A Corregedoria da Polícia Civil de São Paulo, com apoio do Grupo de Atuação Especial de Combate ao Crime Organizado (Gaeco) fazem nesta quinta-feira, 12, uma operação que investiga o suposto envolvimento de policiais civis na prática de crimes.
Foram cumpridos sete mandados de busca e apreensão em residências, empresas e unidades policiais na manhã desta quinta.
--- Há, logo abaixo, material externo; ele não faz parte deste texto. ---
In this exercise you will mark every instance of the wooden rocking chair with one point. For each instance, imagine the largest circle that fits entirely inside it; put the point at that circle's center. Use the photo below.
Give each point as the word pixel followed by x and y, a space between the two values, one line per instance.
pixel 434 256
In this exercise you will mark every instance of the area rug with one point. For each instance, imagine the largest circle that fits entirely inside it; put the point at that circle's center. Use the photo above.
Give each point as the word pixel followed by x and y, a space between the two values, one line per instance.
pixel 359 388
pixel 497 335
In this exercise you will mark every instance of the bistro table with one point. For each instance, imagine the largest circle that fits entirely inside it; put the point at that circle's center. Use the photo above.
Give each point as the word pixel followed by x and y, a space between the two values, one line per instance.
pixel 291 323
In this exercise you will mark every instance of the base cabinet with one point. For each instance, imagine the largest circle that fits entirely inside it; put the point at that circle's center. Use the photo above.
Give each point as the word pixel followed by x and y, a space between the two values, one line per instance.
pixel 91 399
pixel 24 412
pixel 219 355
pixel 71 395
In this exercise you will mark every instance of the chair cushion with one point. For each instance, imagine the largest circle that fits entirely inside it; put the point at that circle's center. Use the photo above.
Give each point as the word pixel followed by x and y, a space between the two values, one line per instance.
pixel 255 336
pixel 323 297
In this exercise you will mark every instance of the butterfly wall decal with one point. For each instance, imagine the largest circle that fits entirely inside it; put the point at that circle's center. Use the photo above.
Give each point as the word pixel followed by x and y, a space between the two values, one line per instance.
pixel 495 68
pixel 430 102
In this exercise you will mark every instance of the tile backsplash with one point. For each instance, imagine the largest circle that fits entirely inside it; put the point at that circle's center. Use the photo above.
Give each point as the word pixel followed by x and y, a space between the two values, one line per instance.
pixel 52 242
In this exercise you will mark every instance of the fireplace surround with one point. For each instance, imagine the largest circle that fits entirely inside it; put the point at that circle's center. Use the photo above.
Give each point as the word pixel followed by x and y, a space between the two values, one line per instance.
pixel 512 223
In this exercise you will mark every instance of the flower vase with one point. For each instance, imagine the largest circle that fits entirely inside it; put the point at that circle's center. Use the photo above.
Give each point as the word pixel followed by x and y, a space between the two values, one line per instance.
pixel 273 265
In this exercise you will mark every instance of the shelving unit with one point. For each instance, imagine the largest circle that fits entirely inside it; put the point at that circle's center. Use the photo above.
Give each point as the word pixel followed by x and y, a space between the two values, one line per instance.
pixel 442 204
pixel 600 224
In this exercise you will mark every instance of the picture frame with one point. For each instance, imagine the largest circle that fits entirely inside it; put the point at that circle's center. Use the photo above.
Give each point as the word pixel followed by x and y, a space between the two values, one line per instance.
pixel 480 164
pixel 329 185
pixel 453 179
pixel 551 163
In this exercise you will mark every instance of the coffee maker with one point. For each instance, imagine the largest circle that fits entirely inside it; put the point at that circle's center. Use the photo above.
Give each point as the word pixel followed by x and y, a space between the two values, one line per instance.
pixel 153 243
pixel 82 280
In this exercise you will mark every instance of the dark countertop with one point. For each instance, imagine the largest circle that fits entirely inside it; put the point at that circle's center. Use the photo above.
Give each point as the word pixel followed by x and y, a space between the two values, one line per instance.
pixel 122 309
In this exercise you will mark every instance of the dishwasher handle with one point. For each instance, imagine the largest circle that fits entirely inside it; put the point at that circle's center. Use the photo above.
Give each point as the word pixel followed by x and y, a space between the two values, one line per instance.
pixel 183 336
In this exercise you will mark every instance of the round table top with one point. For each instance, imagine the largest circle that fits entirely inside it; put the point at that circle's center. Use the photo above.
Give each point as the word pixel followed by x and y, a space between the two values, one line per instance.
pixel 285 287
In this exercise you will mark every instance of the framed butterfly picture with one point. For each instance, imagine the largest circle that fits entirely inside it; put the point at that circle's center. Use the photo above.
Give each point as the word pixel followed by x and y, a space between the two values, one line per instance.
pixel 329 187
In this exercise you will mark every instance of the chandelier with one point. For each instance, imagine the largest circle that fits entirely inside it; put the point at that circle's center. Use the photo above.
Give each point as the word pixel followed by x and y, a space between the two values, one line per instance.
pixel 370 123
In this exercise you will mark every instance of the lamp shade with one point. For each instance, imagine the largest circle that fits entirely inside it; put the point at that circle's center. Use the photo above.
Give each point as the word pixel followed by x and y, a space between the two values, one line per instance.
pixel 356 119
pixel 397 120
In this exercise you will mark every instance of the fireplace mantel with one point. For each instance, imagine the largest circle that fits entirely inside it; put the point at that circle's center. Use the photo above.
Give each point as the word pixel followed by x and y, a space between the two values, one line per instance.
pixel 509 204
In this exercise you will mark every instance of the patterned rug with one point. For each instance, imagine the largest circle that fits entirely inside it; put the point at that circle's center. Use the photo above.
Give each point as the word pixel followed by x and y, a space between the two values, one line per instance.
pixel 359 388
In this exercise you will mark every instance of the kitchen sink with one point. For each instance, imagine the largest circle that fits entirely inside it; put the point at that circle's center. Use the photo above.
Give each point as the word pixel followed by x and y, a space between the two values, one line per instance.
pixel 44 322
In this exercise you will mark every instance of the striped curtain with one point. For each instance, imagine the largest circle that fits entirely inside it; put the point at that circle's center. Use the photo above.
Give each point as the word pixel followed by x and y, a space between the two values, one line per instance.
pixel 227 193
Os agentes apreenderam documentos, aparelhos eletrônicos e “outros materiais de interesse da investigação”, de acordo com a Secretaria de Segurança Pública de São Paulo.
Em nota, a Polícia Civil de São Paulo diz que “reafirma seu compromisso com a legalidade, a transparência institucional e o combate rigoroso à desvios de conduta, destacando que todas as responsabilidades serão apuradas e penalizadas, com observância do devido processo legal”.
De acordo o G1, policiais teriam usado suas funções para obter informações privilegiadas em sistemas da corporação e assediar delegados responsáveis por investigações disciplinares.
A investigação, que corre sob sigilo, tem como base informações colhidas pelo Ministério Público de São Paulo e uma força-tarefa de combate ao crime organizado integrada pela Polícia Federal, em setembro de 2024, em uma operação para prender narcotraficantes que supostamente pagaram propina de R$ 800 mil a investigadores da Polícia Civil para arquivar uma investigação sobre uma quadrilha que envia cocaína à Europa.
À época, segundo a Promotoria, os criminosos ainda bancaram uma espécie de mensalinho aos policiais, em valores ainda sob investigação, entre 2020 e 2021. Os pagamentos teriam sido intermediados pelos advogados dos narcotraficantes e levaram os investigadores a enterrar um inquérito que tramitava no Departamento Estadual de Prevenção e Repressão ao Narcotráfico.
A investigação mirou supostos crimes de corrupção ativa e passiva, além de lavagem de dinheiro. Segundo a PF, os narcotraficantes, os policiais e laranjas a eles associados teriam ocultado os valores de origem ilícita.